Car ce gouvernement aura été celui d’une transition autoritaire des institutions qui, progressivement, change le type de société politique dans laquelle nous vivons. Depuis quelques jours, un certain nombre de médias semblent prendre conscience du phénomène. Enfin il est question de la violence disproportionnée du « maintien de l’ordre ». Mais leur dépendance au système est trop grande pour qu’ils puissent aller plus loin. Ce n’en est pas moins utile. Cela peut conduire certains secteurs de la société à comprendre ce qui est vraiment en jeu au-delà de leur peur du peuple et leurs préventions de caste ou de classe.
Ceux qui ont ricané parce que je « laissais éclater ma colère » dans l’affaire des perquisitions abusives peuvent finir par comprendre que ce qui était exorbitant du droit des libertés devient dorénavant la règle depuis la loi Belloubet. Ceux qui stigmatisaient ma protestation contre l’usage politique de la police se sont eux-mêmes désarmés à l’heure où cet usage est devenu la norme hebdomadaire et se retourne contre eux. Ceux qui ont banalisé l’agression dont je faisais l’objet sont bien seuls à l’heure où les violences contre eux se généralisent stupidement contre eux. Ceux qui ont insulté ma protestation contre le front uni médiatique aux côtés du pouvoir dans cette circonstance n’ont pas venu monter la réprobation unanime que ce type de comportement suscite depuis des années dans le grand public qui la perçoit clairement.
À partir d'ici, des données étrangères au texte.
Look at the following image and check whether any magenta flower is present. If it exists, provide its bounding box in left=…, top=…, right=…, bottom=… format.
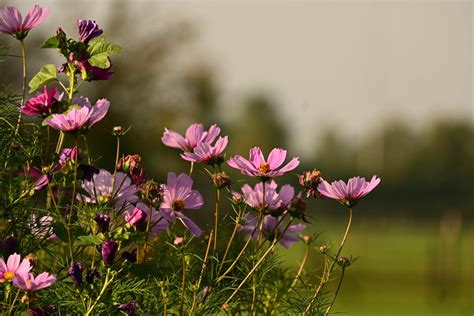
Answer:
left=13, top=272, right=56, bottom=292
left=318, top=176, right=380, bottom=207
left=21, top=86, right=64, bottom=117
left=181, top=136, right=228, bottom=165
left=46, top=99, right=110, bottom=132
left=227, top=147, right=300, bottom=180
left=0, top=253, right=32, bottom=283
left=123, top=202, right=168, bottom=236
left=239, top=214, right=306, bottom=248
left=0, top=5, right=48, bottom=41
left=77, top=20, right=103, bottom=44
left=160, top=172, right=204, bottom=237
left=76, top=169, right=138, bottom=210
left=242, top=181, right=295, bottom=211
left=161, top=123, right=221, bottom=151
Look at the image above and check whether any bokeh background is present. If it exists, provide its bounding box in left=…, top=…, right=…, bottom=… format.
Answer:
left=0, top=0, right=474, bottom=315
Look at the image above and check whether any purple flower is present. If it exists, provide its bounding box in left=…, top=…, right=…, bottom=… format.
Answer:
left=227, top=147, right=300, bottom=180
left=318, top=176, right=380, bottom=207
left=239, top=214, right=306, bottom=248
left=77, top=169, right=138, bottom=210
left=86, top=268, right=100, bottom=284
left=161, top=123, right=221, bottom=151
left=160, top=172, right=204, bottom=237
left=181, top=136, right=228, bottom=165
left=77, top=20, right=103, bottom=44
left=21, top=86, right=63, bottom=117
left=94, top=214, right=110, bottom=233
left=242, top=181, right=295, bottom=211
left=122, top=249, right=137, bottom=263
left=67, top=262, right=84, bottom=286
left=30, top=214, right=59, bottom=241
left=0, top=253, right=32, bottom=283
left=100, top=239, right=118, bottom=265
left=0, top=5, right=48, bottom=40
left=59, top=147, right=82, bottom=166
left=123, top=202, right=168, bottom=236
left=46, top=99, right=110, bottom=132
left=118, top=301, right=137, bottom=316
left=13, top=272, right=56, bottom=292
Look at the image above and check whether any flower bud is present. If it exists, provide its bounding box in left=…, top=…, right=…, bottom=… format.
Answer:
left=101, top=239, right=118, bottom=265
left=212, top=172, right=231, bottom=189
left=94, top=214, right=110, bottom=233
left=67, top=262, right=84, bottom=286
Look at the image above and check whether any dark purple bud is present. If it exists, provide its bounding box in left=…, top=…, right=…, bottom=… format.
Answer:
left=2, top=236, right=18, bottom=257
left=67, top=261, right=84, bottom=286
left=118, top=301, right=137, bottom=316
left=59, top=147, right=82, bottom=166
left=77, top=164, right=100, bottom=181
left=101, top=239, right=118, bottom=265
left=77, top=20, right=103, bottom=44
left=94, top=214, right=110, bottom=233
left=122, top=249, right=137, bottom=263
left=86, top=268, right=100, bottom=284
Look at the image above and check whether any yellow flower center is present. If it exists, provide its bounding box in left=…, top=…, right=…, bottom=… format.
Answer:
left=3, top=271, right=15, bottom=280
left=257, top=162, right=270, bottom=175
left=173, top=200, right=185, bottom=212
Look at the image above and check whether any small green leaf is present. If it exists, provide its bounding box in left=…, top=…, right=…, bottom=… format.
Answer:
left=28, top=64, right=58, bottom=93
left=74, top=235, right=103, bottom=246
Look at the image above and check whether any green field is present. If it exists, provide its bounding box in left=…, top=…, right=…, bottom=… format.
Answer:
left=285, top=214, right=474, bottom=316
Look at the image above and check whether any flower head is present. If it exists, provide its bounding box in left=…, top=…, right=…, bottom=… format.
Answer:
left=13, top=272, right=56, bottom=292
left=0, top=5, right=48, bottom=40
left=242, top=181, right=295, bottom=211
left=160, top=172, right=204, bottom=237
left=318, top=176, right=380, bottom=207
left=181, top=136, right=228, bottom=165
left=77, top=20, right=103, bottom=44
left=227, top=147, right=300, bottom=180
left=0, top=253, right=32, bottom=282
left=21, top=86, right=63, bottom=117
left=239, top=214, right=306, bottom=248
left=77, top=169, right=138, bottom=210
left=161, top=123, right=221, bottom=152
left=46, top=99, right=110, bottom=132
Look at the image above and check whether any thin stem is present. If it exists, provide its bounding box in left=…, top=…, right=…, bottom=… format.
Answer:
left=15, top=40, right=26, bottom=135
left=179, top=253, right=187, bottom=315
left=324, top=267, right=346, bottom=316
left=224, top=220, right=292, bottom=305
left=303, top=207, right=352, bottom=315
left=213, top=188, right=221, bottom=253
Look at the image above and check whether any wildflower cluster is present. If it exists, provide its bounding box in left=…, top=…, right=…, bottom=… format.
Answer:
left=0, top=6, right=380, bottom=315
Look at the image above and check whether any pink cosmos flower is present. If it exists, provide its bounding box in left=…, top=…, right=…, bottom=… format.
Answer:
left=181, top=136, right=228, bottom=165
left=239, top=214, right=306, bottom=248
left=76, top=169, right=138, bottom=210
left=161, top=123, right=221, bottom=151
left=318, top=176, right=380, bottom=207
left=242, top=181, right=295, bottom=211
left=13, top=272, right=56, bottom=292
left=227, top=147, right=300, bottom=180
left=21, top=86, right=64, bottom=117
left=46, top=98, right=110, bottom=132
left=123, top=202, right=168, bottom=236
left=0, top=5, right=48, bottom=40
left=0, top=253, right=32, bottom=282
left=160, top=172, right=204, bottom=237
Depuis, ils se trouvent pris entre deux feux, celui de « la rue » qu’ils ont tant offensée et celui des violences d’État qu’ils masquaient par leur silence remarqué pendant des semaines. Ils nous appellent au secours. Et, bien sûr, nous avons multiplié les mises en garde contre la violence. Ce qui n’empêche pas les plateaux de continuer à jacter comme si c’était l’inverse. Se rendent-ils compte qu’ils encouragent de cette façon ce qu’ils redoutent ? Je ne dis tout cela que pour souligner ma mise en garde. Il est largement temps de se rendre compte de l’exceptionnelle gravité de ce que comporte la dérive autoritaire de ce régime. Les petits jeux du passé, politiciens ou médiatiques, dans ce nouveau contexte, aggravent le danger que la démocratie est en train de courir.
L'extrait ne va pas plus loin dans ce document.